Catherine Keller, author of From a Broken Web, was the keynote speaker at the opening session of the 2016 Sacred Texts and Human Contexts conference at Nazareth College, Rochester, New York. This year’s conference theme is “Nature and Environment in World Religions.”

Keller’s address was titled “Ecologies of Diversity: Beyond Religious and Human Exceptionalism.”

To help address the global environmental crisis, Keller believes religions must move beyond human exceptionalism — that is, religions have to get over the notion that humans are somehow more privileged than other organisms. Furthermore, she believes that we must also move beyond religious exceptionalism.

She said she assumed that those of us attending the conference are participants in a faith that is “planetary.” “By talking together, we hope to get and give some hope,” she said, “Hope for the planetary future.” She added: “Those hopes come encoded in our sacred texts.”

Keller went on to make three main points:

First, the unprecedented planetary emergency should not be treated as exceptional, she said. The current ecological crisis is driven both by politics that use emergency powers to prolong the crisis, and by various types of exceptionalism. Instead, she said the planetary emergency can be understood as “an emergence.”

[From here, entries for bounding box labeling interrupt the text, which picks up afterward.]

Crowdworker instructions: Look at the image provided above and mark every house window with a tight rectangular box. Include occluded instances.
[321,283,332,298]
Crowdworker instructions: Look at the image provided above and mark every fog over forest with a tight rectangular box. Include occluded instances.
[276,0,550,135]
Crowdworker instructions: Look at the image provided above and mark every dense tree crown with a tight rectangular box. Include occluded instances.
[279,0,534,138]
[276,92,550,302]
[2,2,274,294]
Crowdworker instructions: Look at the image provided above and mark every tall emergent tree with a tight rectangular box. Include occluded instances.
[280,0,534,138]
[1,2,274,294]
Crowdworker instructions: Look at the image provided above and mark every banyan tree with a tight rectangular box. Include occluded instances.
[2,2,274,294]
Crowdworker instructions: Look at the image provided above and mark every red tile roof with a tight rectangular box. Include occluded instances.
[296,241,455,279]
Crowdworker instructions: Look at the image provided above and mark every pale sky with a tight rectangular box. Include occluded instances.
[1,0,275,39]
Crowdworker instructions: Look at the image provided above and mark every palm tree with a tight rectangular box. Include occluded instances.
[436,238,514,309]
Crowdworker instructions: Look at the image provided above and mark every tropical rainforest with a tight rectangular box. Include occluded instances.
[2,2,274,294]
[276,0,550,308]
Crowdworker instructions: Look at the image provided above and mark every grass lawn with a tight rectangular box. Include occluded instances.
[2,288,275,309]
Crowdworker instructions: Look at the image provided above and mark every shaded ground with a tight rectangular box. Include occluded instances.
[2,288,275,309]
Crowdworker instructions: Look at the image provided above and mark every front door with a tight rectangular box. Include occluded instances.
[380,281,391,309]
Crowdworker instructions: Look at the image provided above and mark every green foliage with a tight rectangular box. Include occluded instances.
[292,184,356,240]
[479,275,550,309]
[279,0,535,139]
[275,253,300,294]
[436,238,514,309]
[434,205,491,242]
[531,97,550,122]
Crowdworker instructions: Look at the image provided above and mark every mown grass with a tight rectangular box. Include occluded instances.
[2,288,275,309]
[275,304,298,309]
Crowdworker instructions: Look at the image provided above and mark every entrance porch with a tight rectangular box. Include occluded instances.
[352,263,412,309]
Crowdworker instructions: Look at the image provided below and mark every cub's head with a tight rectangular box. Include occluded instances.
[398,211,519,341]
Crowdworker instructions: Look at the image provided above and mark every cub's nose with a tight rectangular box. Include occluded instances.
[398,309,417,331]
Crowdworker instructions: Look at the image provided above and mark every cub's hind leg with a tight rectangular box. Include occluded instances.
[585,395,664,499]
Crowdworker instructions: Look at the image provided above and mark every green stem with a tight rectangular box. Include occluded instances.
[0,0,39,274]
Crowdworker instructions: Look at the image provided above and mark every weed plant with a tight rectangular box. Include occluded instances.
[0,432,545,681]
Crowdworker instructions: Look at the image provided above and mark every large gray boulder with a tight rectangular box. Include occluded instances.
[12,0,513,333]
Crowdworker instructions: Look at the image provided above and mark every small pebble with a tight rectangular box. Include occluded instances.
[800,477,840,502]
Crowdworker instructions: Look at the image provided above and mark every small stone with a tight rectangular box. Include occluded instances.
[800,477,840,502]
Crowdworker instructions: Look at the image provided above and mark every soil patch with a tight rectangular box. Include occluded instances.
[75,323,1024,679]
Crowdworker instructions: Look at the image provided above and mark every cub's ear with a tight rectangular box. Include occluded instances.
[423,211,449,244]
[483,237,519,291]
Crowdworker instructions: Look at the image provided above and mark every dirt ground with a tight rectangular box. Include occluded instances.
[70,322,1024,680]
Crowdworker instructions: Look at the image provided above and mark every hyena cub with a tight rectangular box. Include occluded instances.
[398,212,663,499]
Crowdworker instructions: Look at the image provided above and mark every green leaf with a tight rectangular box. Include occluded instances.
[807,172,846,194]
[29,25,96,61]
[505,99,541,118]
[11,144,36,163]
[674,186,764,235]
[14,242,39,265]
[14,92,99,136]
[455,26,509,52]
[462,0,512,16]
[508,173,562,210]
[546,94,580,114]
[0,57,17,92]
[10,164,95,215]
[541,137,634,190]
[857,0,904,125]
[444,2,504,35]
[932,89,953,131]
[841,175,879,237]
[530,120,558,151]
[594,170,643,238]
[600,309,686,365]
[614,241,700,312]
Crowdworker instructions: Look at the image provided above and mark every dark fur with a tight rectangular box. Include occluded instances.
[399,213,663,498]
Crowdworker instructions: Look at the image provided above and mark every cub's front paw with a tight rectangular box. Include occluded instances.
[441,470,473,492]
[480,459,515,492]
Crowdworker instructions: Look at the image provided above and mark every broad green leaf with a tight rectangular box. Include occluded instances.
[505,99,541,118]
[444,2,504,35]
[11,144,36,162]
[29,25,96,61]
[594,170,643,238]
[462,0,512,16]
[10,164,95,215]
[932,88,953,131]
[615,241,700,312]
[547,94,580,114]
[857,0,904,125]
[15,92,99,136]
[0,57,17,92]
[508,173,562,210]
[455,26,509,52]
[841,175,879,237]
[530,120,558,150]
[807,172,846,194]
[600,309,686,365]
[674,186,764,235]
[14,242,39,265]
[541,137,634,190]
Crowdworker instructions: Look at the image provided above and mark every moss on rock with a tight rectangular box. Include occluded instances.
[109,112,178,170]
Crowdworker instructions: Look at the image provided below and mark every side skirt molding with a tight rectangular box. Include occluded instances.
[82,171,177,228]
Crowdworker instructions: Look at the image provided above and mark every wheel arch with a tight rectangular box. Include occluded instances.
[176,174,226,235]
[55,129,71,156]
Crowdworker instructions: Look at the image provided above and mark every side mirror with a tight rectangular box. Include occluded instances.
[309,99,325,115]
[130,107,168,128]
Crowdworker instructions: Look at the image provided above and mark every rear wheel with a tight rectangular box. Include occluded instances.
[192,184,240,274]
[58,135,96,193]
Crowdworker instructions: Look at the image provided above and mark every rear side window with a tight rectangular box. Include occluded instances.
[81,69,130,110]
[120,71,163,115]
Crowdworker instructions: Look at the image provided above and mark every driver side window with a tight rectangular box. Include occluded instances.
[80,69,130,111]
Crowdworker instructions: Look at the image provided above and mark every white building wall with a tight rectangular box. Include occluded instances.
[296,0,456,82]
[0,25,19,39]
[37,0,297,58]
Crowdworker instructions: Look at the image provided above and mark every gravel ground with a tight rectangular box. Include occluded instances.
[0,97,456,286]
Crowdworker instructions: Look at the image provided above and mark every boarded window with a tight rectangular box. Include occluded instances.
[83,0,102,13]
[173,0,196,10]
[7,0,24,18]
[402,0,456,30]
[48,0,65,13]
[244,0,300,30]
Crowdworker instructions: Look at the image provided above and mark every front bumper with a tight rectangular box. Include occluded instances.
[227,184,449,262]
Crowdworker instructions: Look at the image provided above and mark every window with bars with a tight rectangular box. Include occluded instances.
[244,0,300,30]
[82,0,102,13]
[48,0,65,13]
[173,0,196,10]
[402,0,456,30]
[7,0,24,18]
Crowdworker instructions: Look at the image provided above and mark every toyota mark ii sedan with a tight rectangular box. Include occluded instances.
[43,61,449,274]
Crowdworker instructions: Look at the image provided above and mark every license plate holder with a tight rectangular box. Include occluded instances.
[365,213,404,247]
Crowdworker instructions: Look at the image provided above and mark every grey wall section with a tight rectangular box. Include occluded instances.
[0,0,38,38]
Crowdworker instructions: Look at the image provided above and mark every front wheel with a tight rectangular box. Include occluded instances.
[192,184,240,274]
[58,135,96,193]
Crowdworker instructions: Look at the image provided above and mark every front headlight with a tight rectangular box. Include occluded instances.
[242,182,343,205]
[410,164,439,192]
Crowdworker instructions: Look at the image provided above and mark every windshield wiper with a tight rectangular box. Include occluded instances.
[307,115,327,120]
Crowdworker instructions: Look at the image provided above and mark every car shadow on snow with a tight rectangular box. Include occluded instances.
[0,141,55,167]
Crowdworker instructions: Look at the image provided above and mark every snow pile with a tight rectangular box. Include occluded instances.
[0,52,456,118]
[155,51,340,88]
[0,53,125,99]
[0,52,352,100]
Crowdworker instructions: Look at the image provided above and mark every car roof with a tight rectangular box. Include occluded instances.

Second, Keller believes “an alternative politics” is needed. “The key to this alternative is, I believe, what might be called ‘entangled difference’.” Her 2015 book Cloud of the Impossible: Negative Theology and Planetary Entanglement goes into more detail on “entanglement,” which she relates to the concept of quantum entanglement.

“Difference is not a separation, but a relation,” she pointed out. Thus, difference and entanglement can go hand in hand. “And so while difference may exclude or ignore” that from which it is different, there is still a relationship between the things that are different.

Third, Keller said, “If we can turn catastrophe into catalyst, the answer is hope.” In fact, she said that “catastrophe must become a catalyst” in order for positive action to happen.